Abstract for Session 5F: Tuesday 3:30–5:00

Session 5F
Step Up, Get Ready, Respond! Taking Flood Resilience to School
LINCOLN

Convened Session   Step Up, Get Ready, Respond! Taking Flood Resilience to School

Merrie Koester (organizer) — University of South Carolina
Jennifer Albert — The Citadel
Jared Bramblett — Davis and Floyd, Inc.

Imagine a Flooding School in a low income housing project in the center of an EDUCATIVE RESILIENCE-GENERATING-SYSTEM (ERGS), which is fed and sustained by the ENERGY OF COMMUNITY. The goal of the collective impact effort is to disrupt a state of“educational vulnerability” (lack of access to information and knowledge) by legitimizing and positioning historically marginalized middle school youth as important potential resources of knowledge about flood hazard risks.

Through the coming together of people, ideas, and time, and expertise, Kids Teaching Flood Resilience (https://www.kidsteachingfloodresilience.com/) has formed on the Charleston, SC, peninsula.

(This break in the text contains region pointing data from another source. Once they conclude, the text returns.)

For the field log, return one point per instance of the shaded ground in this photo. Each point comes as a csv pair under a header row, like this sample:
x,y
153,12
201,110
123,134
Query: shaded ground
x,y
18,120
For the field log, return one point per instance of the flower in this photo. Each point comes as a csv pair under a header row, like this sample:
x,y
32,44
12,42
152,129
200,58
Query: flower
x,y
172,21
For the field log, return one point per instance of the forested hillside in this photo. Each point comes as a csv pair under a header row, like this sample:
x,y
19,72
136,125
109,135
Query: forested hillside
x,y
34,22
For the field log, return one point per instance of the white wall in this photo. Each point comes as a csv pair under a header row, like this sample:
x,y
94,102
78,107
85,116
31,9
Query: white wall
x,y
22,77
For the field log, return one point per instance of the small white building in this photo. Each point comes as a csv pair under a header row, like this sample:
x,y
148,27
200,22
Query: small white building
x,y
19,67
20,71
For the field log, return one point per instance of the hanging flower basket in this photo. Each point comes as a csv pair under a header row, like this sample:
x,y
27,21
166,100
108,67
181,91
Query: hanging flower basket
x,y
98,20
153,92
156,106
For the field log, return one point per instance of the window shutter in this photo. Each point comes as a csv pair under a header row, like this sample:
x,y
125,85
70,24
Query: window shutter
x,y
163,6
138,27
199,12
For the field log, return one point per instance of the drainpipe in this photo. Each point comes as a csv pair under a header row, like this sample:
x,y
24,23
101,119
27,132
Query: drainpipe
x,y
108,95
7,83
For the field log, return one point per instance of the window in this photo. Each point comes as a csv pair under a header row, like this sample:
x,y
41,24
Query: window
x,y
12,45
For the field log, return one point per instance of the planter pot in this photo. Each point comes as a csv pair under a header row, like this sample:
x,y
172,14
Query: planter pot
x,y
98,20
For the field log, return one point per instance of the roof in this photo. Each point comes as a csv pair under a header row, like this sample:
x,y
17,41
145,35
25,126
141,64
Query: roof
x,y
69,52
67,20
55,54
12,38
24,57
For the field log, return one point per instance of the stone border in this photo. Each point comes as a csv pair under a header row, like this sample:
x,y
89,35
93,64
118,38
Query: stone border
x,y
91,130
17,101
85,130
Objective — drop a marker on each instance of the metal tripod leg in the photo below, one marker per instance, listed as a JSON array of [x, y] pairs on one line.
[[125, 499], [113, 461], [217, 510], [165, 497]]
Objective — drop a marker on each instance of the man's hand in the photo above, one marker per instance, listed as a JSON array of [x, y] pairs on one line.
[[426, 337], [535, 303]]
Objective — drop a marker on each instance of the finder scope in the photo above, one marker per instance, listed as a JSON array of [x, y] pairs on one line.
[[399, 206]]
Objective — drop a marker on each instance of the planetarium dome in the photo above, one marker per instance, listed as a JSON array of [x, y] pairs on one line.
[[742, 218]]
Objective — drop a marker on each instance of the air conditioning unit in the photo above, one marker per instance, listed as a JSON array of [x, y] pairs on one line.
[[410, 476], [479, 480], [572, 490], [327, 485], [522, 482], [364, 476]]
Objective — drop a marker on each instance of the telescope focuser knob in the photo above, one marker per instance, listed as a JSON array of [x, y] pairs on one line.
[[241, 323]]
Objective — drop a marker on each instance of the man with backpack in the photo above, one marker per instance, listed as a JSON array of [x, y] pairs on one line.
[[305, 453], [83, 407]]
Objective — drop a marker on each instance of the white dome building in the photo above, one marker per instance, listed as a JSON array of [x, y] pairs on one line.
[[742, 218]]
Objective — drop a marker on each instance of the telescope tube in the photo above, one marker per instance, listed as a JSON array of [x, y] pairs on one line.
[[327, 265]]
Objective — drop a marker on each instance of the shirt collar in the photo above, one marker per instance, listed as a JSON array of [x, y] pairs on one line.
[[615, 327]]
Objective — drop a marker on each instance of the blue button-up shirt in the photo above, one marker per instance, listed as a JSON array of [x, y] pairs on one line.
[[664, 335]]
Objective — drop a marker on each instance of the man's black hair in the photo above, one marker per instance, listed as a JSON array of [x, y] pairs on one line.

Now beginning its third year, the project is growing stronger, with more and more community partners serving as mentors and/or consultants. Facilitated by Dr. Merrie Koester of the USC Center for Science Education, the project has the support of leaders from over 16 organizations, including four different City government offices and two other higher education institutions — the Citadel and the College of Charleston. The emerging schools-to-community curriculum includes an academically rigorous study of science, mentor-led place-based learning about the flooding problem, and the development of creative competencies for youth to make, publically share, and test the impacts of their sharing to safeguard their flooding communities before and during extreme weather events. Every level of interaction in the model is guided by three questions: 1) What you gotta NOTICE? 2) What you gotta KNOW? 3) What can you D0 or MAKE with the INFO?

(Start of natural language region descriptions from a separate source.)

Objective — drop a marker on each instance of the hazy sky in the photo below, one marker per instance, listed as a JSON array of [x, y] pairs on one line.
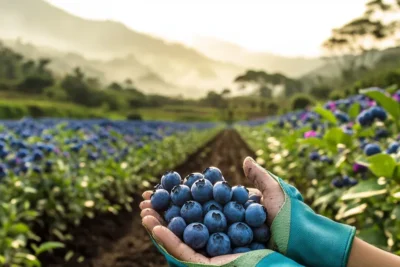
[[287, 27]]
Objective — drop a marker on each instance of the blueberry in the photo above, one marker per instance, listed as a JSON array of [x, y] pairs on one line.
[[240, 194], [240, 234], [193, 177], [180, 194], [192, 211], [218, 244], [393, 148], [240, 250], [378, 113], [160, 200], [372, 149], [202, 190], [256, 215], [261, 234], [172, 212], [213, 174], [257, 246], [211, 205], [248, 203], [256, 198], [234, 212], [196, 235], [177, 225], [215, 221], [170, 179], [222, 192]]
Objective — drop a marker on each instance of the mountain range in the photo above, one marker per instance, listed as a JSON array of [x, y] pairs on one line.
[[112, 51]]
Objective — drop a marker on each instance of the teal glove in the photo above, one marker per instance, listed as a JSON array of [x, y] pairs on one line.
[[258, 258], [307, 237]]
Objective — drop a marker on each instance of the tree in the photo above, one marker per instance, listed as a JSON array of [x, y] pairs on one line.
[[353, 48]]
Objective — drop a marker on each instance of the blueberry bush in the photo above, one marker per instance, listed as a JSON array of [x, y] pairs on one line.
[[344, 157], [54, 173]]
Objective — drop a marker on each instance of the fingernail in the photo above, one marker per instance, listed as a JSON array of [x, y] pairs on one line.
[[157, 240]]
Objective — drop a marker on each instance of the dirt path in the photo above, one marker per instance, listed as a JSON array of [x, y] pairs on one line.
[[121, 241]]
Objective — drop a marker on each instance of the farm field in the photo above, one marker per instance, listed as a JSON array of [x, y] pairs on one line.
[[70, 188]]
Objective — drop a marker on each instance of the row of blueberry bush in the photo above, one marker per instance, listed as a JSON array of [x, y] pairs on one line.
[[344, 156], [54, 173]]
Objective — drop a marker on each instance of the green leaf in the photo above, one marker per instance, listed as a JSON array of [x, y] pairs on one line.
[[382, 165], [389, 104], [325, 114], [19, 228], [373, 235], [354, 110], [365, 189], [335, 136], [49, 246]]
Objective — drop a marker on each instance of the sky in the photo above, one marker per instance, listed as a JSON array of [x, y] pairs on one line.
[[285, 27]]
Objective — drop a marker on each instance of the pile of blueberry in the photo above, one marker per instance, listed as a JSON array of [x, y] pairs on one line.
[[209, 215]]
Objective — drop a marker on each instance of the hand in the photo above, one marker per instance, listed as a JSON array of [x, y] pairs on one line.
[[298, 232]]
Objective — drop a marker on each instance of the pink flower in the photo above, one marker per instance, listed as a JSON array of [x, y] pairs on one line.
[[310, 134]]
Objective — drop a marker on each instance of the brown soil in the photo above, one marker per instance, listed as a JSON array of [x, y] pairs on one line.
[[121, 241]]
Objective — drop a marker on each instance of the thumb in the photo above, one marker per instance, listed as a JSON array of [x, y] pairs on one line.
[[259, 177]]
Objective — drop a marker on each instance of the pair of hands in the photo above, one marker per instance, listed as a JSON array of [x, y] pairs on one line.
[[272, 197]]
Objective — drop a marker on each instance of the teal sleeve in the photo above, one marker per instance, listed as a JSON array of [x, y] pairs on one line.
[[308, 238], [258, 258]]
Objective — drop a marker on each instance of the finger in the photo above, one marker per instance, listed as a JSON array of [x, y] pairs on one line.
[[151, 212], [145, 205], [176, 247], [150, 222], [221, 260], [254, 191], [260, 177], [147, 195]]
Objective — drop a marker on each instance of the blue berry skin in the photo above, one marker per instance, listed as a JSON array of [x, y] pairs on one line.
[[215, 221], [213, 174], [255, 198], [256, 215], [160, 200], [170, 179], [240, 234], [261, 234], [378, 113], [202, 191], [240, 194], [193, 177], [211, 205], [180, 194], [248, 203], [393, 148], [172, 212], [234, 212], [257, 246], [218, 244], [241, 250], [192, 212], [196, 235], [372, 149], [222, 192], [177, 225]]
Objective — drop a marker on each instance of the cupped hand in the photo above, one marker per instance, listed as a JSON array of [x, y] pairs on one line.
[[272, 197]]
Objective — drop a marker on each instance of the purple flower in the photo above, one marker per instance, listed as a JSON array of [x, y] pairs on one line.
[[310, 134], [358, 168]]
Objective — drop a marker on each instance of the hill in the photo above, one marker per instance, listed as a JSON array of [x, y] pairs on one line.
[[232, 53], [189, 71]]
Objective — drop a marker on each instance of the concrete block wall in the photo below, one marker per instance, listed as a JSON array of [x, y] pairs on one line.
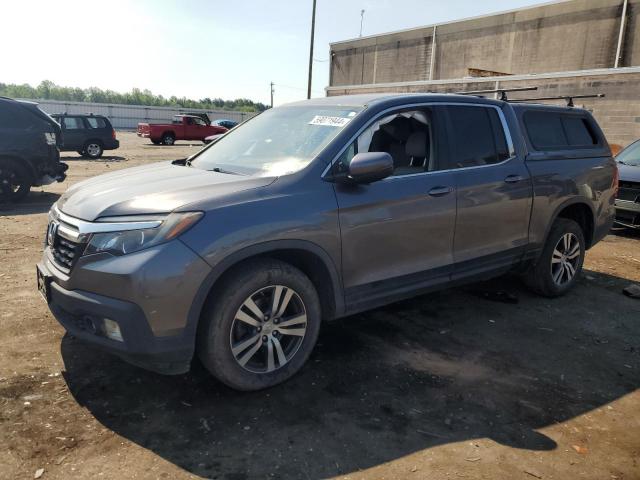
[[562, 36], [618, 113]]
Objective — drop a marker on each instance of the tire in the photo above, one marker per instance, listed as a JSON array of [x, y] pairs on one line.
[[92, 149], [231, 333], [560, 263], [15, 181]]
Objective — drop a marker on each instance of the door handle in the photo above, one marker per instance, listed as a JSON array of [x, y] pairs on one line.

We believe the Kids Teaching Flood Resilience model can be implemented as a climate-impact tool in other flooding, low-income school communities. We will share findings and products from two pilot studies, which show that our model is doable, feasible, and implementable. Our two music videos, featuring middle school students making specific calls to action, have been vetted by multiple flood hazard risk specialists and deemed to have significant potential.

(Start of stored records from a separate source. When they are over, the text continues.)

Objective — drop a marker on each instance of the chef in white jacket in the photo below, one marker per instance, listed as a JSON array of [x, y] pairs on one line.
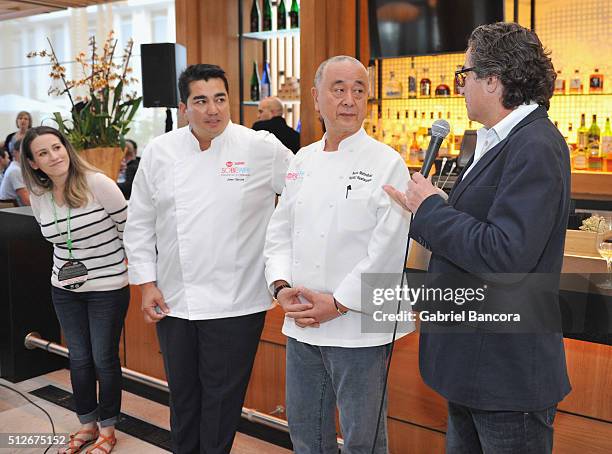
[[200, 204], [334, 222]]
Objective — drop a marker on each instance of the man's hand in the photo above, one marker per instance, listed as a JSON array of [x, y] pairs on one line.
[[323, 309], [152, 298], [417, 190]]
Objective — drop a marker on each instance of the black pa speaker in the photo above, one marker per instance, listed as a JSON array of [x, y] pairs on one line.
[[162, 64]]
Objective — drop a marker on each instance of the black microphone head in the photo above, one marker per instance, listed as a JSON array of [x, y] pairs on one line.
[[440, 128]]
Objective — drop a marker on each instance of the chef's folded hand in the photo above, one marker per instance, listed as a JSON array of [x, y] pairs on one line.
[[288, 300], [323, 309], [418, 189]]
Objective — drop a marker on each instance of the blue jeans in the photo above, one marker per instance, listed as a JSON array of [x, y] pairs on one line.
[[92, 324], [318, 379], [472, 431]]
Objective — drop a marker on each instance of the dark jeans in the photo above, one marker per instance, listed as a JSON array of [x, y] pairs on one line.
[[472, 431], [208, 365], [92, 324]]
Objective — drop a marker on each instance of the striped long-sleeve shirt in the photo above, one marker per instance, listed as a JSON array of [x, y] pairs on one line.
[[96, 230]]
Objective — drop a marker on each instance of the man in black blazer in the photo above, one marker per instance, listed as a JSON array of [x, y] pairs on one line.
[[507, 213], [270, 118]]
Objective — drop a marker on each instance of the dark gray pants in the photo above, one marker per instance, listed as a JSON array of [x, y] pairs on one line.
[[208, 365]]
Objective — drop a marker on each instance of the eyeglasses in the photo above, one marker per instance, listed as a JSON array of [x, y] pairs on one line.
[[461, 75]]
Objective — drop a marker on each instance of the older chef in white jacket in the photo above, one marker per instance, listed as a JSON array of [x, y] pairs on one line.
[[334, 222], [201, 200]]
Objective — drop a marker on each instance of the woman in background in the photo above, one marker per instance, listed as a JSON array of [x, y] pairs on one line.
[[83, 212]]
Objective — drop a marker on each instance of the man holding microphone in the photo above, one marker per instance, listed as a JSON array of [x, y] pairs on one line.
[[333, 224], [507, 213]]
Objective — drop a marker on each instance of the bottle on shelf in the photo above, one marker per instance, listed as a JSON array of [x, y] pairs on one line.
[[255, 83], [594, 155], [266, 23], [281, 15], [294, 14], [596, 82], [425, 84], [442, 89], [266, 85], [606, 146], [393, 88], [455, 84], [559, 84], [255, 16], [412, 81], [576, 82]]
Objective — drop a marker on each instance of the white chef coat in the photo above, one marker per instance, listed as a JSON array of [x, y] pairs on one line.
[[323, 235], [197, 220]]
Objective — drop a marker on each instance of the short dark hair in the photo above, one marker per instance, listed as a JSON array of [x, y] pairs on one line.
[[516, 56], [199, 72]]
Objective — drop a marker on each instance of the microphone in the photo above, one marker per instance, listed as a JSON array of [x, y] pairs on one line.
[[439, 130]]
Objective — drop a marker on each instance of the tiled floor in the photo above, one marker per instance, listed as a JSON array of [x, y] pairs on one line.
[[17, 415]]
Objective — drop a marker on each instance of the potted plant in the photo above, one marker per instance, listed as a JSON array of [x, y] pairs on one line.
[[100, 119]]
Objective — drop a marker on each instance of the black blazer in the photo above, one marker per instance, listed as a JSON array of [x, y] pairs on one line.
[[509, 215], [277, 126]]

During this workshop, we hope to stimulate conversations about how to take this emerging work to the next level. For example, how can we better incorporate existing community wisdom and funds of knowledge to determine levels of existing flood resilience literacy? What accessible new tools might we co-make with youth to improve community flood resilience and legitimize their efforts as flood resilient citizen scientists? Please do join us!